Wednesday, March 3, 2010

Slow-Moving Parts – They Define Our Industry

Slow moving parts are a vital part of the motor-vehicle industry. This fact sets the motor-vehicle industry apart from other high-capital-cost consumer-goods industries. Take, for example, a company that sells $1,000 dishwashers. Dishwashers fit into a standard 24” hole under your kitchen counters and last about 5-7 years. They run perfectly and, after about 5-7 years, they break. A technician comes to your house for $85 an hour and tells you that you need a new part that costs $300 and that it will take a week to come in. The guy says he’ll be back to fix the machine while your eyeballs lift up to your brain as you calculate “many-x hours times $85 an hour plus many-Y days I’ve got to wash the dishes by hand.” Like Spock, you make the logical conclusion to junk it and get a new one.

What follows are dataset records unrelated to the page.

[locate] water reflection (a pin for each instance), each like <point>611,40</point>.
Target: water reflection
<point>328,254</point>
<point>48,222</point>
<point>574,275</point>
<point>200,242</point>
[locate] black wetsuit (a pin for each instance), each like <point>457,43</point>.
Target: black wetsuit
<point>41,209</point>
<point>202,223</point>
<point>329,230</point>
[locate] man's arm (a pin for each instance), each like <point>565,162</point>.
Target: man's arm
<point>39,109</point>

It’s not the same with motor vehicle companies. Car owners tend not to junk their cars. As such, slow moving genuine parts have a distinct market, largely because of the complexity, increasing quality, longevity of the product, the cost of the whole goods, the nature of the competition, and the temperament of the customer demographics. Unlike with dishwashers, the motor vehicle customer expects you to have the part to fix their vehicle, regardless of the age of the vehicle.

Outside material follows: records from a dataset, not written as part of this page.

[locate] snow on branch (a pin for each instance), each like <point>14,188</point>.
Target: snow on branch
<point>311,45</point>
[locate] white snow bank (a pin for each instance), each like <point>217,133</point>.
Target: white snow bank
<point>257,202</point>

What does this all mean? It means that we in the motor vehicle industry must excel at managing slow moving inventory. It’s a requirement that sets this industry apart. So let’s take a look at slow moving inventory:

Basically, there are three circumstances that cause slow moving parts:
  1. Part is slow moving at the beginning of the whole-goods production cycle because of supply-side constraints; most of the volume is going to the assembly line.
  2. Part is slow-er moving during most of the whole-goods production run because of lengthy mean-time-between-failure characteristics.
  3. Part is slow moving at end-of-life because whole-goods populations are dwindling and being replaced and/or idled by newer product. Production suppliers are on to other parts and many OEMs decide to live off their last buy.
Let’s simplify this mess. Managing Type A slow moving new model parts is like choreographing a story ballet – there’s lots of complexity and it takes a long time. Since service failures here can really tick off new customers, OEMs have been improving over time. OEMs need to directly manage this complexity so the issue is not in-stock vs. out; rather, it’s where and how much. The NASPC has focused here several times over the past 19 years.

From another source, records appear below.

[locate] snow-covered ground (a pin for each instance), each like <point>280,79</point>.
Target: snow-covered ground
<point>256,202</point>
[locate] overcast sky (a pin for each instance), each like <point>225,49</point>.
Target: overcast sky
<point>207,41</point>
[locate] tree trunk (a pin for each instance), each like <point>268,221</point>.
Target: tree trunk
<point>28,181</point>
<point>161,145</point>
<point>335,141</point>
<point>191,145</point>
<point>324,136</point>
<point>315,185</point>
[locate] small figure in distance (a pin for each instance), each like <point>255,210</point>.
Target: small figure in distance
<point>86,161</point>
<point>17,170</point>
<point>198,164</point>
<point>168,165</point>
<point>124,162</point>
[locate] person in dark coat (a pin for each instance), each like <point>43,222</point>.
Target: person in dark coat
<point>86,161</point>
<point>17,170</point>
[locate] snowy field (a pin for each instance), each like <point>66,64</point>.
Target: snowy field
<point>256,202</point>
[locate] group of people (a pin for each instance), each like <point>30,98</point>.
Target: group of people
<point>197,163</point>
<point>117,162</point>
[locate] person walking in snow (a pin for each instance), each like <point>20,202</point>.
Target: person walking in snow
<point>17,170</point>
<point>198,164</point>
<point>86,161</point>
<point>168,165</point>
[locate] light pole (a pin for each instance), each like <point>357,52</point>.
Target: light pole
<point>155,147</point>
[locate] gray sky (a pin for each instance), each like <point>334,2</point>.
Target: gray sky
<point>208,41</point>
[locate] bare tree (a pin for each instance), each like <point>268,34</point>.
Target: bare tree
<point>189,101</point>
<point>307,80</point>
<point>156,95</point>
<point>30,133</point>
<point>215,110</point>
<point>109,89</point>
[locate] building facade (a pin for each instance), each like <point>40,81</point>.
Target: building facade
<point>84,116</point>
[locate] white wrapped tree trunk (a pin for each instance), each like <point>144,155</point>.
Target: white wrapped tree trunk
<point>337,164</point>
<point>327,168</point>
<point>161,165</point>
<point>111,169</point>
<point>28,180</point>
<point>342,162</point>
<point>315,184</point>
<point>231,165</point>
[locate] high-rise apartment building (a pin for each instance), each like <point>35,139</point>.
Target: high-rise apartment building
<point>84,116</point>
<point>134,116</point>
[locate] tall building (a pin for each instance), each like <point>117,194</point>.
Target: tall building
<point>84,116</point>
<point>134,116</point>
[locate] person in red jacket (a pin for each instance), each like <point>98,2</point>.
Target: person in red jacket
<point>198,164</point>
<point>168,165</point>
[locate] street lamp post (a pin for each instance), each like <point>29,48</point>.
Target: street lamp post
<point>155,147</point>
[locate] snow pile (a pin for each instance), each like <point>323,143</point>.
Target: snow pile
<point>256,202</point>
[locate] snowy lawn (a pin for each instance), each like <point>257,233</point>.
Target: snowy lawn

The supply chain challenges are with Type B&C slow moving parts. When we asked OEMs how they determined “slow-moving” we got back a variety pack of definitions and break-even points. Several OEMs use “pieces” sold to define lower-limit boundaries for slow-moving parts. The cut-off ranges from 1 piece sold per year to 100 pieces sold per year. Both ends of this spectrum were from Heavy Equipment OEMs. High volume auto OEMs were on the low side. Go figure.

Generally, what we found was:
  • Limited consistency in defining a slow moving part
  • Wide variety of toolsets for forecasting slow moving parts sales – use of re-order points, Croston’s algorithm, less reactive
  • Tendency to centralize slow moving stockpiles
  • Typically horrific labor, space, and transportation efficiencies
OK, at the bottom line OEMs are of two minds about the older slow-moving stuff. The brand folks love knowing that the stuff exists in some big box somewhere because broad genuine parts coverage is a real selling point. The supply chain folks hate it because it’s just too different from all the other parts that move in and out of the warehouses with a respectable velocity. Slow-moving parts represent a “purgatory” of sorts for the parts themselves, the facilities that hold them, and the people who manage them. In a single word, excitement-not.

I grew up on a farm. One of the secrets to success in farming is liking what you are doing. For example, if you don’t like cows, you might not be very good at dairy farming. If you hate onions, you’d be a pretty bad muck farmer. There’s a certain consistency to this. Maybe if you don’t like slow moving parts, you aren’t too good at managing a bunch of acres full of them? Maybe there’s a better way?
  • Why not collaborate on slow moving parts management?
  • Why not jointly manage these with a single brain trust?
  • Why not have common slow-moving Ts & Cs?
  • Why not have a single organization manage the forecasting, materials management, and maybe even the non-current-model parts supplier purchasing?
  • Why not design unique slow-moving parts operations based on best-in-class versus worst-in-house?
  • Why not go out and find who is best-in-class in slow-moving and design a collaborative operation based on what you learn?
Finally, let’s look into our crystal ball. 3D manufacturing is coming, with the promise of lot sizes of 1 and inventories of zero. Granted, this may be 10 years away, but why wait? This is the perfect opportunity for collaboration – prototype tooling, common design, and cooperative manufacturing centers are all targets for shared resources. This is a chance for our industry to set the benchmark, rather than chase it.